完成された曲
3年くらい前ですが、コンビニの駐車場でラジオをつけていたら、ビリージョエルの Piano Man
が流れてきました。僕はこの曲を聴くのが初めてだったのですが、ピアノのイントロ、ハーモニカ、そして切ない歌声に、聴き入ってしまいました。初めて聴く曲でいきなり感情移入できることって滅多にないのですが、この曲は雷に打たれたみたいにしびれました。
一番切なかったのは、奥さんのいない小説家が話している相手(Davyという人)が、未だ海軍(Navy)にいて、「おそらく一生、海軍にいることだろう」っていう部分。
さらっと韻を踏むところは、本当に英語圏のアーティストはすごいと思います。韻とともに歌詞がすーっと入ってくるんですよね。日本のアーティストで韻にこだわっている人ってほとんどいないんじゃないかな。(ラップやっている人は韻踏んでる
??)
日本の小学生に、韻を踏むっていう概念なんてないと思うけれど、僕は以前、アメリカの小学生に、「Make と Cake
は韻だよね?」って質問されてびっくりしたことがあります。韻を踏む、ということが、詩を書く上での重要な要素であることがちゃんと教育されているんですね。
もともと和歌や短歌には押韻があるわけですから、日本語が英語に比べて韻を踏みにくいというわけではないと思うのだけれど……。
韻と言えば、ビートルズの曲も見事だと思います。「Girl」なんて、やりすぎじゃないかって言うくらい。聴いていてとても心地がよいです。
僕の中で「完成されている曲」っていうのがあるんです。好きな曲や感動した曲はたくさんありますが、その曲が完成したこと自体、奇跡に感じるような、衝撃的な曲ってそうそうあるものではありません。作った本人もプロデューサーも、曲ができあがったときに「やったな」って密かに思ったんじゃないかって感じる曲です。
Piano Man もそうです。ジョンレノンの Imagine
もそうです。(でもそれを言い出すとジョンレノンとビートルズは、僕の中で存在自体が完成されているので、ちょっと別格かも)
日本人の曲だと、今井美樹の「カ・ケ・ヒ・キ27」。この曲の入っているアルバムには、「幸せになりたい」も「雨にキッスの花束を」も入っていて、「カ・ケ・ヒ・キ27」は決してヒットすることを背負わされた曲ではありません。ですが、だからこそ適度に気が抜けていて、聴けば聴くほど引き込まれるのだと思います。僕はこの曲をよく聴いていたのは大学1年の頃。27歳なんてすごく大人に感じていました。

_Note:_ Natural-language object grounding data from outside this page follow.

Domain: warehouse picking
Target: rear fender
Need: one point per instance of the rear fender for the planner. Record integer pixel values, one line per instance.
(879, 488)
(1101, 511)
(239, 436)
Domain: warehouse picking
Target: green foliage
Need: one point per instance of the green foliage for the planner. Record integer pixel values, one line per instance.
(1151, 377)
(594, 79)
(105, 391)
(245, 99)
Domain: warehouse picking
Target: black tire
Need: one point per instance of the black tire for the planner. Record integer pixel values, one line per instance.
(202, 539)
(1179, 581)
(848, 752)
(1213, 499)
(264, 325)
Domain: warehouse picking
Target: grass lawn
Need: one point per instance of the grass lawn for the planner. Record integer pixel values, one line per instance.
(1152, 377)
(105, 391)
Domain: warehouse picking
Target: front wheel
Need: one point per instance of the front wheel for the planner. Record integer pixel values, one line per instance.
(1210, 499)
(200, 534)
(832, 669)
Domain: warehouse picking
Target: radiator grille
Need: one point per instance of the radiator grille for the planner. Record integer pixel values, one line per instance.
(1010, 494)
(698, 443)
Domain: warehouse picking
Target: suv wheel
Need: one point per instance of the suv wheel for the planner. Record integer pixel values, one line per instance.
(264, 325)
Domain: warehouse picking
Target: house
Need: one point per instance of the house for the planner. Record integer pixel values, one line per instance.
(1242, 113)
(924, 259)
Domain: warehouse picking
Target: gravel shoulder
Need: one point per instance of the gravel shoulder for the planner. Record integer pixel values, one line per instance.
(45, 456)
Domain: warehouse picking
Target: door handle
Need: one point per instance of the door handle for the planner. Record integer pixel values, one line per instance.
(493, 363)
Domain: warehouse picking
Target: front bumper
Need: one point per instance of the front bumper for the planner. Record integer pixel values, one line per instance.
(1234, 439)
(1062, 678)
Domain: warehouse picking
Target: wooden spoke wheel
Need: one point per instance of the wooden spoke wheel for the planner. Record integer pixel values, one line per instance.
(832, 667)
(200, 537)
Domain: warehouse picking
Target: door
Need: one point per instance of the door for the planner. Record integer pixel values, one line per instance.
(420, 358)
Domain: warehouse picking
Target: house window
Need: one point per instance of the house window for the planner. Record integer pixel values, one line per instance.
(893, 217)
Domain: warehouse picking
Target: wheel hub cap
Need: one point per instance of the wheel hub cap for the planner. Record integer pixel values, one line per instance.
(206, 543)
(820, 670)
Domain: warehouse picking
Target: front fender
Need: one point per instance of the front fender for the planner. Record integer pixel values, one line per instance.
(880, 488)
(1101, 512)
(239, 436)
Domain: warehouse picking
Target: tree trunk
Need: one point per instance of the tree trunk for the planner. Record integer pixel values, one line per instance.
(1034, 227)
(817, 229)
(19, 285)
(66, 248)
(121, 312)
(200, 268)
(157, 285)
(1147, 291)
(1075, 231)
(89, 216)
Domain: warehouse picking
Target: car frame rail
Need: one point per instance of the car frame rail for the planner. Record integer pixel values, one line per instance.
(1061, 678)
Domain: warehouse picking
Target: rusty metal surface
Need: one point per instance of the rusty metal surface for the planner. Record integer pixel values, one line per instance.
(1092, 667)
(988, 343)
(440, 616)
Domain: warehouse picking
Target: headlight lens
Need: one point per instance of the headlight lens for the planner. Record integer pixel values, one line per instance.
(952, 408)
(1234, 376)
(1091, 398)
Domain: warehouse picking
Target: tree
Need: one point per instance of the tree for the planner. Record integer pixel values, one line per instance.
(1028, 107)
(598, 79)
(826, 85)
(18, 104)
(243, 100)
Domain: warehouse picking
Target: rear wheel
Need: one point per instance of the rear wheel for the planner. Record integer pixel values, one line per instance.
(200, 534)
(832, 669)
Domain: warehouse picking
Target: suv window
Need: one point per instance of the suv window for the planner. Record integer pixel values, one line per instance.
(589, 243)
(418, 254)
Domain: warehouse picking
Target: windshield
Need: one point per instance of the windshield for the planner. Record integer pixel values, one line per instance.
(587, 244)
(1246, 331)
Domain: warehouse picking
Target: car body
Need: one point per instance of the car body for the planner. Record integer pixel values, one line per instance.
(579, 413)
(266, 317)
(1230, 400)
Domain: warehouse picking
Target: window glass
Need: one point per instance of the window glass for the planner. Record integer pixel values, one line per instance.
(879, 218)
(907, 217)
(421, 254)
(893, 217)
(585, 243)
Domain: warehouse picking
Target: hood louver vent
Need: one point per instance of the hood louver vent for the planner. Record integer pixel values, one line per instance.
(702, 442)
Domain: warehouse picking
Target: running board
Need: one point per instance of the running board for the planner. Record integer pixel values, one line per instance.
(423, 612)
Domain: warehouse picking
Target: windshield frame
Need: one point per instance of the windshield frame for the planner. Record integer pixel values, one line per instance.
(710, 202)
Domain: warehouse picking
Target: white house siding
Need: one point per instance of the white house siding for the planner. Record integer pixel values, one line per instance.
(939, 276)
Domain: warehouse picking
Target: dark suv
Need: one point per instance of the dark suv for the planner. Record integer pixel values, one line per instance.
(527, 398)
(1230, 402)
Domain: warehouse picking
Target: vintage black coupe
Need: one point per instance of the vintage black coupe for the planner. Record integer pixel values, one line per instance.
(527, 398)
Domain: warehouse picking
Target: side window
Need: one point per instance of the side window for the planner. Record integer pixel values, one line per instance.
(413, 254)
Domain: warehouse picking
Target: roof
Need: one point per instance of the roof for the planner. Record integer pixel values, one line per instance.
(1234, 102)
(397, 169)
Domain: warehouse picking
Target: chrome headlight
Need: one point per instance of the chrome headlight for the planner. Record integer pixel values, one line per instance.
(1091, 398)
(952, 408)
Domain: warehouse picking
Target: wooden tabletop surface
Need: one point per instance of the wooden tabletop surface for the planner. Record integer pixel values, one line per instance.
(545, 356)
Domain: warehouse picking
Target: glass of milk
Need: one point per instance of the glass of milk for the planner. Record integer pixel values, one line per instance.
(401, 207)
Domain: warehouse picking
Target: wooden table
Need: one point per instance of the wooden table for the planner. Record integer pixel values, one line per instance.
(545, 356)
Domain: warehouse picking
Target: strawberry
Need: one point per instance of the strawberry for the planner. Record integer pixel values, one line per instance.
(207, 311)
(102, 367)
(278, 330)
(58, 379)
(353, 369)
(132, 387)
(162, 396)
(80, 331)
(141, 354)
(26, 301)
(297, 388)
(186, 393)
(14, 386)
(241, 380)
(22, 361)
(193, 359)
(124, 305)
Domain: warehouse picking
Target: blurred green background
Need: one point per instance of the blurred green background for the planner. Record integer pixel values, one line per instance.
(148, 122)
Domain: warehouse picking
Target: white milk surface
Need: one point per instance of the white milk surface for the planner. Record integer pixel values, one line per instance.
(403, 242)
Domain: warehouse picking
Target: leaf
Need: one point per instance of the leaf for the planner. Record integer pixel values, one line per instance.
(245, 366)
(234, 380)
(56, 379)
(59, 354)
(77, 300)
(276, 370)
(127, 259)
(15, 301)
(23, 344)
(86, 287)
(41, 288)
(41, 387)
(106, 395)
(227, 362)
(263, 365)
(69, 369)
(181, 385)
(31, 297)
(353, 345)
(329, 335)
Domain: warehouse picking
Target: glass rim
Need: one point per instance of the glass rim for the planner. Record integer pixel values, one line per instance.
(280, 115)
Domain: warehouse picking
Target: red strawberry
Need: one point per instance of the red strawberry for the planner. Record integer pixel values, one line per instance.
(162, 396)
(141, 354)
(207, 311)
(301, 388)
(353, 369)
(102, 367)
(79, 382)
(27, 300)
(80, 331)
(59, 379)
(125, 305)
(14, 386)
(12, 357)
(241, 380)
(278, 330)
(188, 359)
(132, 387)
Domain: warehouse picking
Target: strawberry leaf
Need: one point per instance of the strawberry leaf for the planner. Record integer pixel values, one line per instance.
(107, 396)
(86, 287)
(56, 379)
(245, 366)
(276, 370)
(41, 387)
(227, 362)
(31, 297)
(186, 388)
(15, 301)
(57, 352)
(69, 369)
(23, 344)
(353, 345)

「だって友達でしょ? なに言ってんの?」なんて言っちゃう関係に憧れたものです。
川本真琴の「桜」をはじめて聴いたときの衝撃も相当なものでした。Piano Man
もそうでしたが、初めて聴いたときに歌詞がビシビシ入ってくる曲ってすごいと思うのです。
聴くだけで情景がパーっと浮かぶ曲、聴いていたときの想い出が蘇ってくる曲、気分が乗ってくる曲などありますが、「桜」の場合は聞いているだけで、春先の生温かい空気にすっぽり包まれる感じがします。歌声が瑞々しく、ピアノの伴奏も軽快。高校へ行っていたのなんてもう10年以上も前のことですが、この曲を聴くたび、あの不安定で希望に満ちた時代に僕の心は戻ってしまいます。